Crude steps led deeper into the darkness and down to a room that made her gasp. The walls had been painted in a riotous garden of flowers and trees set among trickling waterways and azure pools. It was like stepping into a Monet painting.
“Welcome to the true entrance of the catacombs,” Renny said.
“Who did all of this?” she asked, sweeping her light, noting a few sections marred by graffiti.
He shrugged. “All sorts of dobbers make their way down. Artists, partiers, mushroom farmers. A couple years ago, the
cataflics
—that’s our name for the police who patrol down there—discovered a large chamber set up as a movie theater, with a big screen, popcorn maker, and carved-out seats. When police investigators returned a day later, they found it all gone. Only a note remained in the middle of the floor, warning ‘Do not try to find us.’ That’s the underworld of Paris. Large sections still remain unexplored, cut off by cave-ins or simply lost in time.
Cataphiles,
like me and my mates, do our best to fill in those blank spots on the old maps, tracking our discoveries, recording every intricacy.”
“Like you’ve done with your tattoo.”
“It was Jolie’s idea,” he said with a sad smile. “She’s a tattoo artist. A dead good one, she is. She wanted to immortalize our journey together underground.”
He went silent again, but only for a moment.

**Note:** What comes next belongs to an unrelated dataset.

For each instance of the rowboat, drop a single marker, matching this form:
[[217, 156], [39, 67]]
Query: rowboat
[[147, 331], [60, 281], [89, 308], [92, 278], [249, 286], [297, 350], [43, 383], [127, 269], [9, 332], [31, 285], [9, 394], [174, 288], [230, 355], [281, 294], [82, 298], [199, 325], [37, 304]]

“I met her down below, not far from here, both of us all muddy. We exchanged phone numbers by flashlight.”
“Tell me about that day she disappeared.”
“I had classes to go to. She had the afternoon off and left with another girl, Liesl from Germany. I dinna know her last name. They went down after hearing rumors of some secret group moving through the area.”
“The Order of the Solar Temple.”
“Aye.” He worked the back of his shirt up. “At the base of my neck, you’ll see a room marked with a little flower.”
She peered closer at his tattoo, shining her flashlight. She found the tiny Celtic rose and touched it with a finger.
Renny shivered. “That’s where we are now. We’ll follow Jolie’s map to the newest piece of my tattoo; that was where she’d been headed. She found an entrance into a forgotten section of the labyrinth, but she’d only just begun to explore it when she heard that rumor about the Solar Temple.” He lowered his shirt and pointed to a tunnel leading out. “I know most of the way by heart, but I’ll need help once we’re closer.”